If, after running a query, this _SUCCESS
file is zero bytes long, the
manifest committer has not been used.
If it is not empty, then it can be examined.
Viewing _SUCCESS
file files through the
ManifestPrinter
tool
The summary files are JSON, and can be viewed in any text editor.
For a more succinct summary, including better display of statistics, use the
ManifestPrinter
tool.
hadoop org.apache.hadoop.mapreduce.lib.output.committer.manifest.files.ManifestPrinter <path>
This works for the files saved at the base of an output directory, and any reports saved to a report directory.
Collecting Job Summaries
The committer can be configured to save the _SUCCESS
summary files to a
report directory, irrespective of whether the job succeed or failed, by setting a fileystem
path in the option
mapreduce.manifest.committer.summary.report.directory
.
The path does not have to be on the same store/filesystem as the destination of work.
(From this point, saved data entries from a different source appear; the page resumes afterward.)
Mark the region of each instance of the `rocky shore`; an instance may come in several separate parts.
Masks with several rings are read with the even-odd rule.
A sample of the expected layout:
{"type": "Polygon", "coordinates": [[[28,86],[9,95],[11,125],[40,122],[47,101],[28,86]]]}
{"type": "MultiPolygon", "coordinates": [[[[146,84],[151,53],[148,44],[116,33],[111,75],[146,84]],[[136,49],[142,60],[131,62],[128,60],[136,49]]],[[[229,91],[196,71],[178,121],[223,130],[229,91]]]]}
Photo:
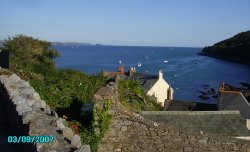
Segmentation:
{"type": "Polygon", "coordinates": [[[211,98],[218,98],[218,92],[217,89],[211,87],[208,84],[202,85],[202,88],[198,89],[200,95],[199,98],[206,100],[206,99],[211,99],[211,98]]]}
For example, a local fileystem could be used.
XML:
<property>
<name>mapreduce.manifest.committer.summary.report.directory</name>
<value>file:///tmp/reports</value>
</property>
spark-defaults.conf:
spark.hadoop.mapreduce.manifest.committer.summary.report.directory file:///tmp/reports
This allows for the statistics of jobs to be collected irrespective of their outcome,
whether or not saving the _SUCCESS
marker is enabled, and without problems
caused by a chain of queries overwriting the markers.